There are certainly less busy and lower acuity places compared to the typical residency environment that you can choose to work in as an attending. You just have to hang in there and deal with it for the next few years so that the most terrifying patient encounters happen now while you still have someone looking over your shoulder.

Maybe you did choose the wrong specialty, but these things don't sound unusual enough to make me think that's necessarily the case.
 
Common thoughts during intern year.
If you feel overwhelmed, you are at a good training program.

I had similar feelings and I'm very glad I didn't switch.

Get feedback for your upper years and attendings.
Having some role models will help you out.

The more patients you see and the more procedures you attempt, the better off you will be.

Failure is part of learning. Just make sure you learn from your mistakes.

All that being said, em isn't for everyone.
 
Not familiar with this expression, can you explain?

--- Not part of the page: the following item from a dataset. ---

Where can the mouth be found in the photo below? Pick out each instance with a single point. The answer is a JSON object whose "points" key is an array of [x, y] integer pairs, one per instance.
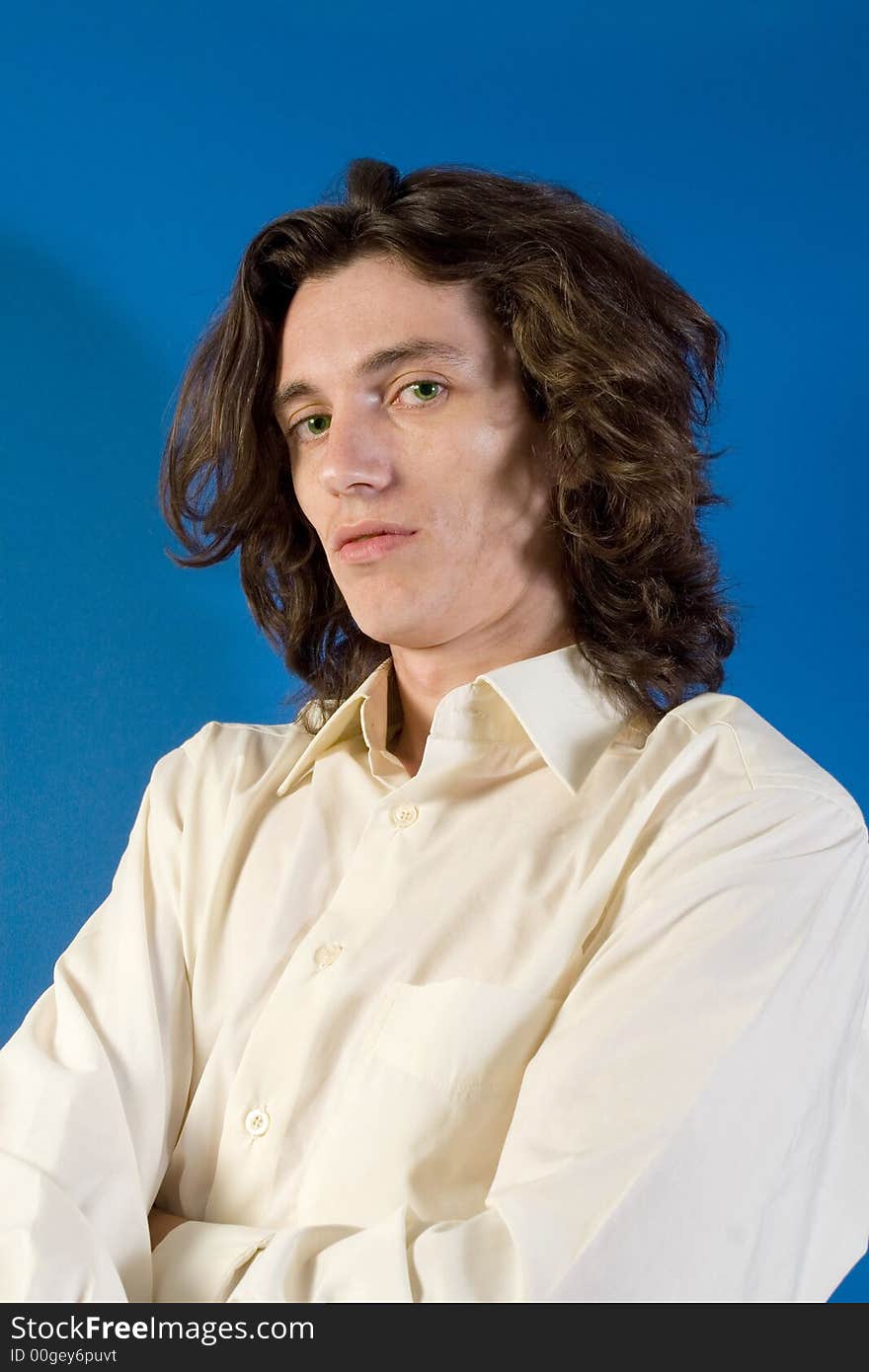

Thanks for all the replies. I am getting mostly encouragement and reassurance from people I talk to in person as well. I've also been working on mental tools to deal with stress. Does anyone have any suggestions for moments when things seem too overwhelming? For example, I've been trying to imagine myself in the department and trying to recreate the environment mentally to try to better be prepared for when things are tough. One of my biggest issues is getting easily distracted. I sometimes can't seem to focus on my own work when there is another case being presented right next to me or there are multiple conversations happening at the same time.
Biblical reference, Saul regaining his sight after baptism. In this case referring to understanding the reality of the what it is we do and our initial unsuitability for the task we have assigned ourselves.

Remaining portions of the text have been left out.